Em caso de processo, um perito nomeado pela Justiça é contratado para fazer uma avaliação. A pessoa afetada poderá contratar outro profissional para também dar um preço. Com os dois resultados, o juiz determina o valor que considera justo. O dinheiro é depositado em uma conta sob cuidado da Justiça e pode levar meses para liberação.

-

OBRAS

Especialistas ouvidos pela sãopaulo apontaram a má qualidade dos projetos básicos como um dos principais motivos pelo atraso durante as obras.

Quando os trabalhos começam, é comum surgirem condições que não constavam no planejamento. Se a construtora avaliar que o imprevisto gerará aumento no custo da obra, pode pleitear um aditivo ao valor inicial do contrato.

"Demora e preço maior andam juntos. Quem acaba pagando é o contribuinte", avalia Carlos Alberto Guimarães, especialista em transportes da Unicamp. A aplicação de aditivos ou não é discutida entre Metrô e construtoras, e pode ir à Justiça caso não se encontre um acordo.

A lei atual limita os acréscimos em 25% do orçamento. Se o atraso for culpa da construtora, há aplicação de multa diária por descumprimento de contrato.

Em municípios que possuem redes extensas, como Nova York e Londres, o metrô foi construído enquanto as cidades se transformavam em metrópoles. Assim, as grandes avenidas eram literalmente escavadas por completo, recebiam os trilhos na trincheira que se abria e depois eram reconstruídas.

"São Paulo demorou demais para fazer seu metrô. Quando começou, a cidade já estava construída por cima", comenta Alfredo Savelli, engenheiro responsável pela construção do trecho Jabaquara-Saúde e professor do Mackenzie.

O trecho sul da linha 1-azul ficou pronto em três anos, por ter sido escavado a céu aberto. "O solo dali também facilitou as coisas, pois é argiloso e com pouca água", recorda Savelli.

Com a cidade já ocupada, a ideia de interditar uma avenida importante por meses é algo impensável. Como o subsolo também abriga garagens e fundações dos prédios, o metrô precisa ser escavado a muitos metros do chão.

O buraco fica cada vez mais fundo: depois de Pinheiros, com seus 36 metros abaixo do solo, a linha 6 prevê atingir 60 metros de profundidade, pois precisará cruzar morros e vales em regiões mais íngremes, como Perdizes.
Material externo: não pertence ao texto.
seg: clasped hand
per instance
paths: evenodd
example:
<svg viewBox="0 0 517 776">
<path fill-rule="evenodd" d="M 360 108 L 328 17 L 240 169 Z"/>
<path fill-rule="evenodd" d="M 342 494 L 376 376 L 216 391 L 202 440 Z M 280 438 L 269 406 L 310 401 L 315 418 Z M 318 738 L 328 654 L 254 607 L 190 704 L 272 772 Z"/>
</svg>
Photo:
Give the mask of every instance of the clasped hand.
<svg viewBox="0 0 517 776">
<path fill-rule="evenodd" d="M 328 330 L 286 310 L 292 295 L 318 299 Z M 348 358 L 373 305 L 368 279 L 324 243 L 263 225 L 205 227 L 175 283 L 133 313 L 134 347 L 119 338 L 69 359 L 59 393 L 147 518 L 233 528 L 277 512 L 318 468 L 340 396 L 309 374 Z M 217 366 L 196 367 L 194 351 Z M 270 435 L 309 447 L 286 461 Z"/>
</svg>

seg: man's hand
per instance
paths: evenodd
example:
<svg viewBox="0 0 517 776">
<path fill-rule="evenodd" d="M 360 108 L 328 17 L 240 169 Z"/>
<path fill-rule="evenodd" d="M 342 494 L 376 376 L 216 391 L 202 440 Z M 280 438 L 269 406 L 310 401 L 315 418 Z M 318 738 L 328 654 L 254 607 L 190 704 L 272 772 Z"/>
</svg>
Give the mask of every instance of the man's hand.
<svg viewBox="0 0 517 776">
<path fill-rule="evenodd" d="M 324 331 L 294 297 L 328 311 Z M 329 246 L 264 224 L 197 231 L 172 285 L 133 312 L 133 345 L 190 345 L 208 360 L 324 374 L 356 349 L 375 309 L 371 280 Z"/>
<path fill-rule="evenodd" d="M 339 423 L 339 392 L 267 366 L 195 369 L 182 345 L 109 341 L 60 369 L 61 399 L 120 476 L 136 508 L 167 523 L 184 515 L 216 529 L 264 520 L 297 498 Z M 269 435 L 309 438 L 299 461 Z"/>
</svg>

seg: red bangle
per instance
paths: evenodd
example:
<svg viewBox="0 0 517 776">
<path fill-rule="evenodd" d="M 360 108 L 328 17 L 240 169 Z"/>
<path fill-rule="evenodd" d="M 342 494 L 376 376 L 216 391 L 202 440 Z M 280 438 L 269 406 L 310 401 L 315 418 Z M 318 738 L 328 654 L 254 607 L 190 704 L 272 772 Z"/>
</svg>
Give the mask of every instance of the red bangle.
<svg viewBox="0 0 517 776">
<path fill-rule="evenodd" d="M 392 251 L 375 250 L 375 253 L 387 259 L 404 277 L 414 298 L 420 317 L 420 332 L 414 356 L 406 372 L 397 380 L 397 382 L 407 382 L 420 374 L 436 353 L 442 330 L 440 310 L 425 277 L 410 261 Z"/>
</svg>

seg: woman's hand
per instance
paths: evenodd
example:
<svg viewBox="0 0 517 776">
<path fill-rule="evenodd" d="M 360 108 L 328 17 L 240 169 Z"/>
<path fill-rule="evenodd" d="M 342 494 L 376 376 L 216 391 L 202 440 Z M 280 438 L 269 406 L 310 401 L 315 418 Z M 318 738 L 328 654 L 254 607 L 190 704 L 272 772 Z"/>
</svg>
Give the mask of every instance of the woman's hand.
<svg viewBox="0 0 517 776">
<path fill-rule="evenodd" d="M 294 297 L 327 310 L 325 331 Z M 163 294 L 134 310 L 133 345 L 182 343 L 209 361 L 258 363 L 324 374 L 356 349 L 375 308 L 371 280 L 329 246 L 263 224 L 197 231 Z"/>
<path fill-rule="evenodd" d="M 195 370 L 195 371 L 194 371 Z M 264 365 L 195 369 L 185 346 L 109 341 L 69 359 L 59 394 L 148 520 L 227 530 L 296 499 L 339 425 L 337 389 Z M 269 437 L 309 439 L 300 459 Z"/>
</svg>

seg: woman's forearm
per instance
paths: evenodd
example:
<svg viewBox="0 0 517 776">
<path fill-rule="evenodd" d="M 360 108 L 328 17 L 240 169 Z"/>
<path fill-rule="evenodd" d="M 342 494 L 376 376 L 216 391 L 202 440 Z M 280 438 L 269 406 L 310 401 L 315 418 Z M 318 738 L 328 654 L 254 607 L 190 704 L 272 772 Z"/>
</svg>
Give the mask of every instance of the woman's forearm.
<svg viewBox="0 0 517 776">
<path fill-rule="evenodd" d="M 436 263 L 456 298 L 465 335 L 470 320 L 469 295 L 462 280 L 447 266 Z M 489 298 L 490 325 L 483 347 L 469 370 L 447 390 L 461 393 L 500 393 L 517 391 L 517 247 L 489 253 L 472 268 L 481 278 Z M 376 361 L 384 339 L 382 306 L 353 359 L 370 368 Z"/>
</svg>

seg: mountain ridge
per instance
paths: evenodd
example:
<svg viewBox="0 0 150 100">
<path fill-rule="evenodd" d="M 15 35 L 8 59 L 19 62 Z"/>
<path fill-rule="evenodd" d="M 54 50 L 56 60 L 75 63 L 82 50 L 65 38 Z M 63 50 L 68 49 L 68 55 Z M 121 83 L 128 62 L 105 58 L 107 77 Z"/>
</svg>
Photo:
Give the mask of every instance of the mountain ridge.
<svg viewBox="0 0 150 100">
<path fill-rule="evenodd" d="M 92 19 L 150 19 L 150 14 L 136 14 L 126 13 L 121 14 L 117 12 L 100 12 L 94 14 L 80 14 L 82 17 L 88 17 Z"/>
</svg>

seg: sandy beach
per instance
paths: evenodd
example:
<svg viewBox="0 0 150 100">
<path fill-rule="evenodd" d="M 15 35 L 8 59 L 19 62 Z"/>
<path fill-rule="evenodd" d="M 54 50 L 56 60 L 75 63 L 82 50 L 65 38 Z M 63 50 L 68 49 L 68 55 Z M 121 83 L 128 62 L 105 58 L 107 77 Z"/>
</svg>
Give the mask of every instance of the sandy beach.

Técnica de escavação mais conhecida, o shield, ou tatuzão, é capaz de cavar e concretar de 10 a 15 metros de túnel por dia. Trata-se de um tipo de escavadeira que pesa 1.800 toneladas.

O shield é rápido, mas custa mais caro: uma máquina dessa sai na faixa de R$ 100 milhões. A técnica NATM, ou túnel mineiro, que usa explosivos e britadeiras, é mais barata, mas dez vezes mais lenta: produz um metro de túnel por dia. O uso de cada técnica é definida pelo tipo de solo e relevo.

Vencidas todas as etapas mostradas nestas páginas, o Metrô faz uma inauguração do novo trecho em horário parcial, para testar todos os sistemas em busca de falhas. Na linha 15-prata, estreia do monotrilho, os testes no trecho entre Vila Prudente e Oratório duram seis meses. A companhia espera aumentar o horário de funcionamento no começo de abril.

Seguindo pela obras da linha 15, fica exposta uma situação curiosa: embora os trilhos de concreto estejam implantados ao longo de dez quilômetros, de Oratório a São Mateus, falta construir todas as estações.

Situação similar à da linha 4, na qual os trens passam reto desde 2010 por futuras paradas, como Oscar Freire e Higienópolis-Mackenzie. Isso porque as plataformas e acessos não ficam prontos.

Em São Paulo, não basta ter um caminho pronto: é preciso esperar anos para poder usá-lo por completo.